ЯН: Ну, мало ли, вдруг ты еще не доросла до собутыльника;)
«Я до всего доросла», – написала бы Мышь, будь она смелее, увереннее в себе и не боясь наказания так сильно. Но она только закрыла одной рукой лицо, другой – экран телефона, и медленно выдохнула.
– Я иногда думаю, лучше б меня, блин, крестили.
– Хах, че?
– Ну типа, чтобы ангел защитил и нормальную оценку послал.
– Ага. С новым Крестовым Походом.
– Детишечки, – Исторсука, слеповатая инвалидная рухлядь – как и большинство преподов в Клетке – покашляла, привлекая их внимание, – Внимание, детишки! Все вы знаете, что в этом году мы отмечаем юбилей Великой Войны.
Ой. Ой-ой, нет, да ладно, только не это.
– И ваша уважаемая Классука попросила меня напомнить вам о значимости той Войны! О жертвах! О героизме! О Родине!

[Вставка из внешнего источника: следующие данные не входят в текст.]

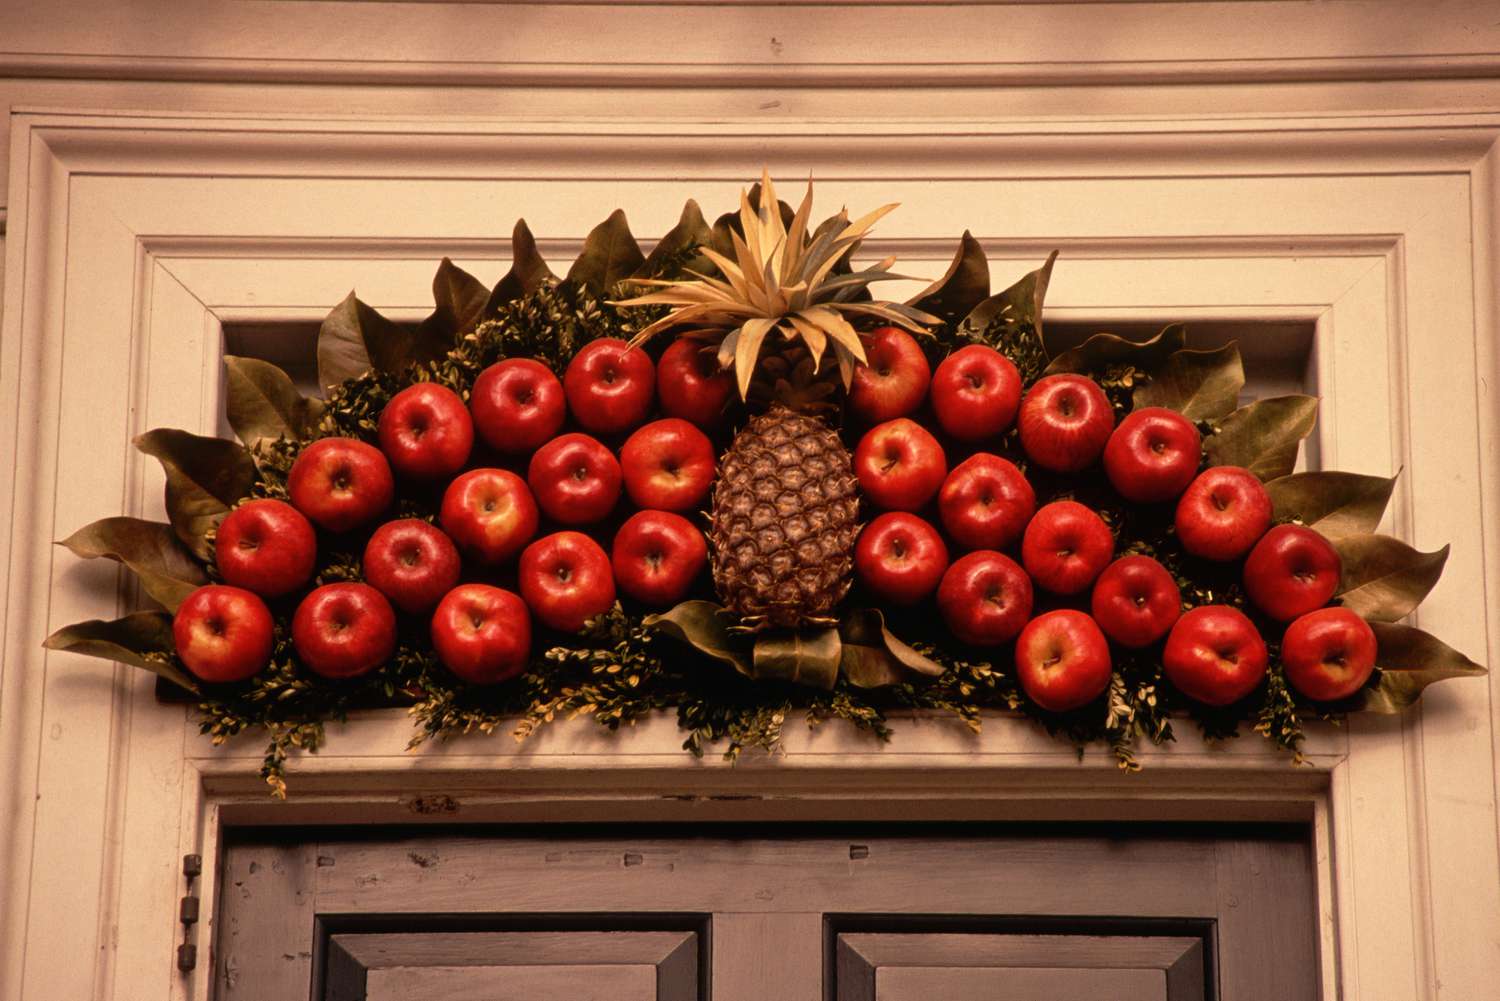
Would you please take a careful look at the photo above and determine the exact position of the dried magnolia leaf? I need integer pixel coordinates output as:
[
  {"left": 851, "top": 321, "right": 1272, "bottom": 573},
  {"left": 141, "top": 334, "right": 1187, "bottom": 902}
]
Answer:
[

Мышь бахнулась на стол и растеклась по нему всем телом, мечтая проникнуть в молекулы дерева, слиться с исцарапанной, изувеченной поверхностью. Когда-нибудь, лет через двадцать, они будут помнить именно то, о чем с таким упоением им сейчас рассказывают, а не шум, вечную дрожь и жуткий голод, который отпечатался в сознании ее поколения так прочно, как отпечатывается лицо матери. Когда-нибудь прилавки снова будут заставлены едой – как раньше, если судить о прошлом по учебникам – когда-нибудь они восстановятся до конца и будут считать, что та Война была Великой и необходимой… только с кем? В Рунете не было никакой информации. Мышь понятия не имела, кто их враг, тот ужасный, тот беспощадный. Лично ее главным врагом была Мучильня, которая вылезла из ниоткуда и теперь каждая формула, каждый учебный плакат на стене буквально кричали: «Что, олимпиадница, не готовишься?!»
МЫШЬ: Если я ничего не знаю, не хочу позориться и ехать в Центр на Мучильню, я могу отказаться?
Мышь не знала, почему вдруг решила спросить его. Ян понятия не имел, что происходит. Он не может судить. Да и вопрос странно как-то прозвучал, будто сама она, без его позволения, отказаться не может.
ЯН: А как он реагирует?)
МЫШЬ: дерётся, как только начинаю об этом думать.
ЯН: вот и ответ;)
– Мышь?
Она тут же вскинулась, втянула живот, толкнулась позвоночником, чтобы встал на место, и взглянула на Исторсуку стеклянными глазами отличника.
– Патриотизм!
– Правильно, – преподша улыбнулась и снова отвернулась к доске. Почему-то все они считали, что Мышь, когда ее не спроси, всегда будет знать ответ.